A web app allowing for measurement of the 5R-STS and automatizing the prediction and clustering process was constructed. The calculations run server-side, and the web app can easily be used on mobile devices.
Results
Cohorts
Detailed characteristics of the volunteer and patient cohorts are provided in Table 1. Among the 129 spine-healthy volunteers, 167 of 3354 (5.0%) data fields were missing. Similarly, among the 288 patients with spinal disease, 215 of 7488 (2.9%) data fields were missing. The mean age for the volunteer cohort was 40 ± 19 years, and for the patient cohort it was 47 ± 13 years (p < 0.001). Sixty volunteers (47%) and 141 patients (49%) with spinal disease were male (p = 0.722). The mean 5R-STS test time recorded in the volunteer cohort was 6.3 ± 1.8 seconds, while the mean test time was 13.5 ± 6.4 seconds among patients (p < 0.001).
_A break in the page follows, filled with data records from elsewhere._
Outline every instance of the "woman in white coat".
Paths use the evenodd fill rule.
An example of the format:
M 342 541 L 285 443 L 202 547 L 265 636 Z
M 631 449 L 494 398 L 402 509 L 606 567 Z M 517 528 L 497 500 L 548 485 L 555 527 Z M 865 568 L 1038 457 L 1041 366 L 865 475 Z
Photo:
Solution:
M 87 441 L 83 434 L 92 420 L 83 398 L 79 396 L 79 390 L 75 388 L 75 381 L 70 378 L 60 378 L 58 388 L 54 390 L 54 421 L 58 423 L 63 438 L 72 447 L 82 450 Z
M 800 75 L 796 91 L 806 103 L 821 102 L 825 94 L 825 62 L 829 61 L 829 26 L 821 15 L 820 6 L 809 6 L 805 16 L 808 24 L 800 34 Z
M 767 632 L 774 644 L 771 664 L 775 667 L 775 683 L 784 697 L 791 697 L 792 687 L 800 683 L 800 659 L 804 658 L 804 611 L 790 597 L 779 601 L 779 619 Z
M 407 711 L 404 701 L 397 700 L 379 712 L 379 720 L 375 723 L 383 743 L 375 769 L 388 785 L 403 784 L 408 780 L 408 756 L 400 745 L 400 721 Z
Baseline characteristics of the spine-healthy volunteers and patients with lumbar degenerative disease, pooled from two prospective studies
Parameter | Volunteer Cohort (n = 129) | Patient Cohort (n = 288) | p Value |
---|---|---|---|
Mean 5R-STS test time, sec | 6.27 (1.84) | 13.50 (6.44) | <0.001* |
Mean age, yrs | 40.48 (18.80) | 47.12 (13.38) | <0.001* |
Male sex | 60 (46.5) | 141 (49.0) | 0.722 |
Mean height, cm | 171.90 (9.99) | 175.83 (10.14) | <0.001* |
Mean weight, kg | 71.06 (13.93) | 78.40 (13.67) | <0.001* |
Mean BMI, kg/m2 | 24.01 (4.04) | 25.27 (3.34) | 0.001* |
Smoking status | <0.001* | ||
Active | 19 (14.7) | 81 (28.1) | |
Ceased | 27 (20.9) | 88 (30.6) | |
Never | 83 (64.3) | 119 (41.3) | |
Prior spine op | 7 (5.4) | 55 (19.1) | 0.001* |
Indication for op | 0.001* | ||
Disc herniation | 201 (69.8) | ||
Spinal stenosis | 57 (19.8) | ||
Spondylolisthesis | 15 (5.2) | ||
Discogenic chronic low-back pain | 15 (5.2) | ||
Highest level of education | 0.225 | ||
Elementary school | 4 (3.1) | 4 (1.4) | |
High school | 44 (34.1) | 122 (42.4) | |
Higher education | 77 (59.7) | 149 (51.7) | |
Post-doctoral | 4 (3.1) | 13 (4.5) | |
Analgesic drug use | <0.001* | ||
Not regularly | 108 (83.7) | 50 (17.4) | |
Weekly | 9 (7.0) | 26 (9.0) | |
Daily | 12 (9.3) | 212 (73.6) | |
Ability to work | <0.001* | ||
Full | 122 (94.6) | 76 (26.4) | |
Limited | 5 (3.9) | 64 (22.2) | |
Unable | 2 (1.6) | 148 (51.4) | |
Mean EQ-5D-3L index | 0.95 (0.14) | 0.38 (0.30) | <0.001* |
Mean EQ-5D-3L thermometer | 84.78 (12.37) | 49.46 (17.81) | <0.001* |
Mean NRS back pain severity | 0.96 (1.82) | 5.95 (2.64) | <0.001* |
Mean NRS leg pain severity | 0.52 (1.36) | 7.47 (1.88) | <0.001* |
Mean ODI score | 2.53 (6.72) | 45.12 (17.02) | <0.001* |
Mean RMDQ score | 0.64 (1.86) | 12.06 (5.35) | <0.001* |
NRS = Numeric Rating Scale.
Values represent the number of patients (%) or mean (SD) unless indicated otherwise. Data are presented after imputation for missing data.
p ≤ 0.05.
Personalized Test Time Quantiles
Expected Test Times
To assess model fit at internal validation, we compared actual test times and predicted (tau = 0.50, 50th percentile) test times during cross-validation (Table 2). In terms of classic performance measures, RMSE was 1.48 (95% CI 1.43–1.53), MAE was 1.18 (95% CI 1.13–1.21), and R2 was 0.37 (95% CI 0.34–0.41). Correspondingly, the correlation R of actual and predicted test times was 0.61 (95% CI 0.58–0.64). Bland-Altman analysis (Fig. 1) revealed a mean bias of −0.02 seconds, with a 95% limit of agreement of −2.77 to 2.74 seconds.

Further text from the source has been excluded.